A few months ago in the Washington Post, I read a story about an immigration lawyer in Atlanta who couldn’t get a postponement of a hearing despite the fact that she was on maternity leave. Since she couldn’t get child care, she brought her infant with her and was reprimanded by the judge for being unprofessional. Lack of child care and parental leave in the United States is keeping women from advancing in the workforce.

Arlie Hochschild, sociologist and author of various books like The Second Shift recently came to talk to WiPP about the roles of women and lack of childcare in the United States. WiPP aims to promote gender equality and to support future generations of female leaders in policy and beyond. We also foster an inclusive space for professional development and discussion—for males as well as females. We work in the spirit of inclusion and encourage male participation to address societal issues as a team, particularly in policy or media.

As Hochschild told us, women currently perform three times as much housework as men, regardless of profession or socioeconomic status. Essentially women work two shifts: one at the office and one at home. But without a substantial child care policy, women won’t be able to earn leadership roles in the workplace. Heck, it impacts all Americans. According to Hochschild, 60 percent of kids in the United States live in homes with two working parents and we have no national childcare policy. Not only does this hold women back but it perpetuates America’s widening gap between rich and poor.

Arlie’s expertise helped the group explore many questions like what are sound economic arguments for providing childcare and parental leave?

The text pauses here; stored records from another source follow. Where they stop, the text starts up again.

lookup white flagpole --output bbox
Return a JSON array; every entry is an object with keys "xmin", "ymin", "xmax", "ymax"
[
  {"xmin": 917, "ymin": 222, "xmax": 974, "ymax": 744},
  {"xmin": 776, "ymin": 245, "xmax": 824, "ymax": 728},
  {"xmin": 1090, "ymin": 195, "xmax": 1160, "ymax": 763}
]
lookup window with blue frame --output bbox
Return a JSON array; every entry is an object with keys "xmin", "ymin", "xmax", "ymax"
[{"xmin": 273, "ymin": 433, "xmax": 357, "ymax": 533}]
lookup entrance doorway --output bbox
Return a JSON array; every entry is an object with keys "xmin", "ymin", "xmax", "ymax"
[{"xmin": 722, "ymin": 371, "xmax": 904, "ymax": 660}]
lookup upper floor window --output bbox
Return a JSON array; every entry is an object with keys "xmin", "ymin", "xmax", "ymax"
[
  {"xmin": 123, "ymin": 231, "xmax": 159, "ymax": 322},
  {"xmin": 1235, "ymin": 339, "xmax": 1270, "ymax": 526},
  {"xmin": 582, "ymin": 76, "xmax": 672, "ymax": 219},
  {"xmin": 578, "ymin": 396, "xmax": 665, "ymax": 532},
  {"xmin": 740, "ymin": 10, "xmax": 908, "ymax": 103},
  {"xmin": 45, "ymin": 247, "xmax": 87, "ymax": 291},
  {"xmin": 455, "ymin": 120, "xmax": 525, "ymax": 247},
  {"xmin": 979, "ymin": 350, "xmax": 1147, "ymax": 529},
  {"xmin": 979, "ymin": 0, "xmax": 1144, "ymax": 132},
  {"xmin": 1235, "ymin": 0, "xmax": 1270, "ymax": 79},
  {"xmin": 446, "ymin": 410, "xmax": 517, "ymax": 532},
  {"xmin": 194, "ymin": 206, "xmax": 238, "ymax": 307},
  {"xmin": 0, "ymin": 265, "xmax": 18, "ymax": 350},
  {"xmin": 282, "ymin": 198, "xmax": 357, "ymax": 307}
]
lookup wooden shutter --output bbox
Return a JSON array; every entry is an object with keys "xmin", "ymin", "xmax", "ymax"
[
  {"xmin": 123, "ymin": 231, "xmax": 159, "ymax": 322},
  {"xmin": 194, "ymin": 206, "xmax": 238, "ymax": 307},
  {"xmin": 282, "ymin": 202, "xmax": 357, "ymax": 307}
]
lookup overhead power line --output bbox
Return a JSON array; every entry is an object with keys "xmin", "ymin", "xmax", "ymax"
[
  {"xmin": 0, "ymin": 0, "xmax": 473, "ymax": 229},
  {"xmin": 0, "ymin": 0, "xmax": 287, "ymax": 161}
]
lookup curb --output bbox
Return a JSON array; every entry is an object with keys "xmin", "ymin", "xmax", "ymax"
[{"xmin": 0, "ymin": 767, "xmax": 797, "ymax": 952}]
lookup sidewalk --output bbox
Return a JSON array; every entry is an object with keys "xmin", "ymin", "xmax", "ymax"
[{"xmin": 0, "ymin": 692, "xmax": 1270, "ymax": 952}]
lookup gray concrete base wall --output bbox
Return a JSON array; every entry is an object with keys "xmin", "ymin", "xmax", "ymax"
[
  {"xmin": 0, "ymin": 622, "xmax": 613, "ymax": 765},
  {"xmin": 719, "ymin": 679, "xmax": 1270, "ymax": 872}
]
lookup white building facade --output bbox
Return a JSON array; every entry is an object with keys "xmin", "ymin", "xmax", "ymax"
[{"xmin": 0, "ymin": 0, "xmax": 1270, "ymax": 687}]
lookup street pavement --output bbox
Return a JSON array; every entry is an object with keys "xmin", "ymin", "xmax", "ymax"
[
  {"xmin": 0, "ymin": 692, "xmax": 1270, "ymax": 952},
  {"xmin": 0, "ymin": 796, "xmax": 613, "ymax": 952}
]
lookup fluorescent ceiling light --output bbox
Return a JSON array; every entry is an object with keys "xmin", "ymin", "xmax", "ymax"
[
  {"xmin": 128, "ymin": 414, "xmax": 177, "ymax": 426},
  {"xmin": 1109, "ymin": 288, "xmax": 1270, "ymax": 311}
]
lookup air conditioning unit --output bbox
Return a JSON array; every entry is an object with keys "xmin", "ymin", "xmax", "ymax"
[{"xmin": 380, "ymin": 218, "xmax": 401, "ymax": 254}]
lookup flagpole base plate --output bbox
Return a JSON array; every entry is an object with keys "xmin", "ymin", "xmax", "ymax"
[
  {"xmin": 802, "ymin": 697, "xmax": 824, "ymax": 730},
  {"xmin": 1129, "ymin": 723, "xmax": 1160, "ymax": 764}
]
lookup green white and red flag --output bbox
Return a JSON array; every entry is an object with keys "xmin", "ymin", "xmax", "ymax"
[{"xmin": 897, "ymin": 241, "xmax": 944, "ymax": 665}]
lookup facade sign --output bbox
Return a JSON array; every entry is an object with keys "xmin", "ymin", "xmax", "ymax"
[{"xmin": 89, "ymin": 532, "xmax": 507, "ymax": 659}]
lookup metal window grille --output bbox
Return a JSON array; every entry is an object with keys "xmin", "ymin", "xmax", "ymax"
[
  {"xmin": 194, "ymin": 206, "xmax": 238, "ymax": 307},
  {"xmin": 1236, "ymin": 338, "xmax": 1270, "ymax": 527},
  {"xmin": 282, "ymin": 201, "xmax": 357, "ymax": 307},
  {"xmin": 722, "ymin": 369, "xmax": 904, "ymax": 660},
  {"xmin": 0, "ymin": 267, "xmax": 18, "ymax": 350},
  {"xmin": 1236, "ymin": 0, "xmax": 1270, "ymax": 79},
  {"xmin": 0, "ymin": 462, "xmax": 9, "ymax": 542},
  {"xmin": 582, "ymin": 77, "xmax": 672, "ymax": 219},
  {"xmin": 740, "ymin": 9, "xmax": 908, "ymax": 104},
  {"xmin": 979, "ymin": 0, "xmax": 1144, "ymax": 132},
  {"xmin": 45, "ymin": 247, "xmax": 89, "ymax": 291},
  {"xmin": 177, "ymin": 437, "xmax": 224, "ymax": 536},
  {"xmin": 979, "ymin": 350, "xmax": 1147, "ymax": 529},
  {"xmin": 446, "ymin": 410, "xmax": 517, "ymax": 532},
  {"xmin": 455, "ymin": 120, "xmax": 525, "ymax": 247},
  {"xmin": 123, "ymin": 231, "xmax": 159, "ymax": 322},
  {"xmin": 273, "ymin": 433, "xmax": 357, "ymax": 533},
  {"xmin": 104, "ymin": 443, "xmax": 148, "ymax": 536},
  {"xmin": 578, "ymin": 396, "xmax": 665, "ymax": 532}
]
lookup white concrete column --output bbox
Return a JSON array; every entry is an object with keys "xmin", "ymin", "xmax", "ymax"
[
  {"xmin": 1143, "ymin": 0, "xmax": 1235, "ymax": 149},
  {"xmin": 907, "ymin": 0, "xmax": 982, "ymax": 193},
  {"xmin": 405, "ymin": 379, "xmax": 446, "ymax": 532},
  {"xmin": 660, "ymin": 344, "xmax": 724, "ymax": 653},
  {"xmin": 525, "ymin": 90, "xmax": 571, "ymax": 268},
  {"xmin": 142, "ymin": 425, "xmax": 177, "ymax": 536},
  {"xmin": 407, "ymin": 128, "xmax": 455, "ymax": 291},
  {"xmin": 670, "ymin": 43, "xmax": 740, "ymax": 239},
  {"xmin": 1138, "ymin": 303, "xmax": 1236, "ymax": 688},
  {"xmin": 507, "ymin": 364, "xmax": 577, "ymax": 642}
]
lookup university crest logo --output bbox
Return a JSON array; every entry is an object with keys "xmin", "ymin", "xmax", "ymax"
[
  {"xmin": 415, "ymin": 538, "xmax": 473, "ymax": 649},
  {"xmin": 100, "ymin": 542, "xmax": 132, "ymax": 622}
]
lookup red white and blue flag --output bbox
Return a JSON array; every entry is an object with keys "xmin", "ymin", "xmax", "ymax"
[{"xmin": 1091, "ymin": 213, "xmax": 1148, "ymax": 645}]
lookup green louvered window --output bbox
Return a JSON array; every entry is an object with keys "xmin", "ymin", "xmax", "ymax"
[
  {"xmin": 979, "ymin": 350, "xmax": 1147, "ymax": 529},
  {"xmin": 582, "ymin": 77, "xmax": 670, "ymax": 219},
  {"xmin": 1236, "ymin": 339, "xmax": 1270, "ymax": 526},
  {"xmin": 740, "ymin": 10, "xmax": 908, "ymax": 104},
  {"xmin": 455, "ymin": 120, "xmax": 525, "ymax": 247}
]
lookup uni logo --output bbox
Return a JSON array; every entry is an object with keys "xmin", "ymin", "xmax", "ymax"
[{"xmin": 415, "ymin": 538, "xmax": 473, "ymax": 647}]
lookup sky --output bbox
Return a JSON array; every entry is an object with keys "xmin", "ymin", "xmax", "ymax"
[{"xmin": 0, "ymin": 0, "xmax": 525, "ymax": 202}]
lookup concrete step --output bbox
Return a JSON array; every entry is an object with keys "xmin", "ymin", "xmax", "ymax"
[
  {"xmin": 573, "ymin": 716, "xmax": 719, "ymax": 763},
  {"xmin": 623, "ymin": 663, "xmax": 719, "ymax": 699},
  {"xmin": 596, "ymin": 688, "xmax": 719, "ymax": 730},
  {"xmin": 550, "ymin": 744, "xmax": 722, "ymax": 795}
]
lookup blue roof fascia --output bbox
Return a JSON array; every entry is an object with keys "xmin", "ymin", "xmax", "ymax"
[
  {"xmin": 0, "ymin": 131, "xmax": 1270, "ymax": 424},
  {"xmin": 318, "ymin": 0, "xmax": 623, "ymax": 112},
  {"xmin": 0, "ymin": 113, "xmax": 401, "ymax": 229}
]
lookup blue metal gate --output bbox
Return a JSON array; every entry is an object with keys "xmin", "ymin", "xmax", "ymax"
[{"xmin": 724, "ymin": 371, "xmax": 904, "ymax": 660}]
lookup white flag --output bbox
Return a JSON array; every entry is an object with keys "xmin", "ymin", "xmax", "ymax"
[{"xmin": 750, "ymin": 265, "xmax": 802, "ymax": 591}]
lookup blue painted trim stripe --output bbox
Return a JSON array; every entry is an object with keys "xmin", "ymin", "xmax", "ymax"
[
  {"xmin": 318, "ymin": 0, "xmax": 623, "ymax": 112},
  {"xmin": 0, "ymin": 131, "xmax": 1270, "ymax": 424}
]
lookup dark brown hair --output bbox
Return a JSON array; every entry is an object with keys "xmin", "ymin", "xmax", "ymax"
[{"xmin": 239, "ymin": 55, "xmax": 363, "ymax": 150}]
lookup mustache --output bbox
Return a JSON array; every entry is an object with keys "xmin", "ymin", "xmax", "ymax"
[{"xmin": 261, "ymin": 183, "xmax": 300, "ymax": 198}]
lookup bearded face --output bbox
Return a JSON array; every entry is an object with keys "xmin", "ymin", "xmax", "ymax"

Is this the government’s responsibility? Which nations are doing better than us?

Another issue WiPP has tackled through trainings and collaboration is the lack of women in public office.  With midterm elections behind us, the lack of female representation brings up a recurring question: why don’t more women run for office? As you can see on the map above we haven’t had too many female governors, and California still hasn’t had one. Only 100 out of 535 members of Congress are female, and worldwide only 1 in 5 parliament members are female—meaning our policies may not reflect the people whom it serves. We need to WiPP that, and we have been joining other organizations to do so.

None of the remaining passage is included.